How high should our expectations be for television comedies? Are we satisfied with a show that makes us chuckle, that leaves us sitting on the couch 30 minutes later thinking, with a grinning half-shrug, “Well, that was pretty funny”?

Whitney

Pilot
Thursdays at 9:30 p.m.
NBC


“Whitney,” starring newcomer Whitney Cummings and Chris D’Elia (from the unjustly canceled “Glory Daze”), gives us some little laughs. The premise is simplistic: Cummings plays the independent woman not afraid to speak her mind, and D’Elia plays the supportive, and at times overwhelmed, boyfriend. Together with some cookie-cutter buddies, they move through contrived plots and talk about dull problems. In the pilot, Cummings finds herself at a friend’s wedding (which she interrupts with some manufactured rudeness), where she begins to wonder if her relationship with D’Elia is cooling. The long-term couple in a sitcom worrying about sex? Riveting!

Audiences have seen this before because it has been done before. And therein lies the fundamental problem with “Whitney.” We’ve all watched “Friends,” “Seinfeld,” “Everybody Loves Raymond” and all those formulaic sitcoms. They were great — 10 years ago. Today, though, there isn’t a market (or at least not a forward-thinking market that demands better things from television) for that kind of show. NBC is dragging concepts out of the attic with the hope of plucking a nostalgic string. But it isn’t nostalgic — it’s boring. And in today’s television landscape, tiredness is death.

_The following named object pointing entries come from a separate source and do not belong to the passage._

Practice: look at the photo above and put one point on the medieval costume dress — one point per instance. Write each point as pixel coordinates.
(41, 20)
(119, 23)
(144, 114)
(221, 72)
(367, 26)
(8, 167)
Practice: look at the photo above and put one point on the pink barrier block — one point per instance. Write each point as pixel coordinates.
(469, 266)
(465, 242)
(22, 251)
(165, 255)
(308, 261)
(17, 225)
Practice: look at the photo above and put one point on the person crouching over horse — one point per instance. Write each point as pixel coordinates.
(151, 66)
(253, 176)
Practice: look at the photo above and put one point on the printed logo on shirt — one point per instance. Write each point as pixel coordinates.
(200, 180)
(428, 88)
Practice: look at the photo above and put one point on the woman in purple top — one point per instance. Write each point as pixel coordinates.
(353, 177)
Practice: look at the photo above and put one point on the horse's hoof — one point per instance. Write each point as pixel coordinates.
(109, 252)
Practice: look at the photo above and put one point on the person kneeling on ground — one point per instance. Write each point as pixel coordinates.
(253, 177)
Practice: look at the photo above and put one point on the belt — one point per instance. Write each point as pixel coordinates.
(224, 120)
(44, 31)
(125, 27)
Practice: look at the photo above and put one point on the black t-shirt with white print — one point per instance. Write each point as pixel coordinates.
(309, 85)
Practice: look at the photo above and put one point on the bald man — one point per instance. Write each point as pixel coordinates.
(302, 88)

Audiences want something that “Whitney” lacks: depth. Looking forward, it’s almost impossible to conceive where we can be taken that we haven’t been before. Cummings and D’Elia have their characters, and these characters have good and bad traits. The problem is, we can’t see any room for growth within these traits. It feels as though we have been given sheets of paper saying, “This is what Cummings is like. Here’s what D’Elia is like. This friend, she was dumped, so she’s grouchy. This friend, she’s happy. OK, now we are going to put them in situations and they will react as expected.”

It could be funny, but it certainly isn’t interesting. It won’t bring people back week after week. “Whitney” may be able to stir up enough sets and plots to keep these characters busy for a few episodes, but eventually audiences will catch on and it will run out of steam. If there’s one redeeming quality to “Whitney,” it allows us to recognize television is getting better: This type of show simply isn’t acceptable anymore.

D’Elia calls Cummings “Whit,” an attempt by the writers to manufacture some colloquial-ness between the lovers. He says it like a new friend who is using a nickname from an inside joke he was never a part of, so that you look at him and think, “You’re ruining it.”

“Whitney” as a whole operates in the same way. The jokes, the laugh-track, the characters — they leave us grimacing at the screen thinking, “You weren’t there when it was funny. Why are you bringing it up now?”